# 2A-7

# Examination of HDL coding styles to reduce power consumption for FPGAs

Ryohei Kobayashi<sup>†</sup> Kenji Kise<sup>†</sup> <sup>†</sup>Graduate School of Information Science and Engineering Tokyo Institute of Technology

### 1 Introduction

The advantages of using Field Programmable Gate Arrays (FPGAs) are to easily change design by users and to reduce development time. Although users can get these benefits, the FPGA has a disadvantage of high power consumption. FPGAs with high power consumption incur high packaging costs, shortens chip life-times, expensive cooling systems, and decreases of system reliability.
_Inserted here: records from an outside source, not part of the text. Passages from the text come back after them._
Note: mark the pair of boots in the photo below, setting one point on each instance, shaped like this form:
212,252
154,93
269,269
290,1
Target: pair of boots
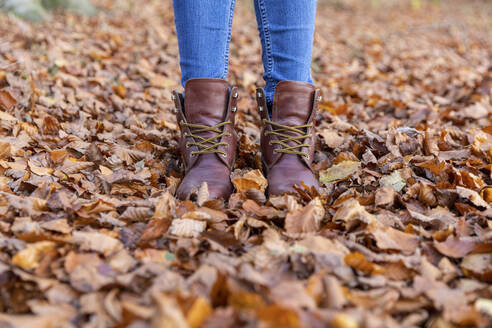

Therefore, it is truly important to reduce power consumption of FPGAs.

In this paper, we examine the hardware description language (HDL) coding style, which has already been proposed to reduce power consumption of FPGAs, and discuss other effective ways.

## 2 Prior Work

We describe a prior work [1] about HDL coding styles to reduce power consumption for FPGAs. Minimizing the number of Flip-Flop updates is one of the ways to reduce power consumption, such as not overwriting a register with the value that exactly match the value that is already stored at the register.

Figure 1 shows a circuit of normal coding style. Value from a user logic circuit is stored into D Flip-Flop (DFF). Since the clock input of DFF is connected to the clock signal, the DFF is clocked even when it is not necessary. For example, when the D input has the same value as the Q output (D = Q), the DFF does not need to be clocked. This unnecessary Flip-Flop update wastes power.

To address this problem, a new coding style is proposed in the prior work. Figure 2 shows a circuit employing the coding style. The feature of the circuit is same as that of the circuit of normal coding style. The T Flip-Flop (TFF) is clocked only when the Q output and input from the user logic circuit are different value. Thus, since the TFF is clocked only when it is needed to update storage data, it is possible to reduce power consumption.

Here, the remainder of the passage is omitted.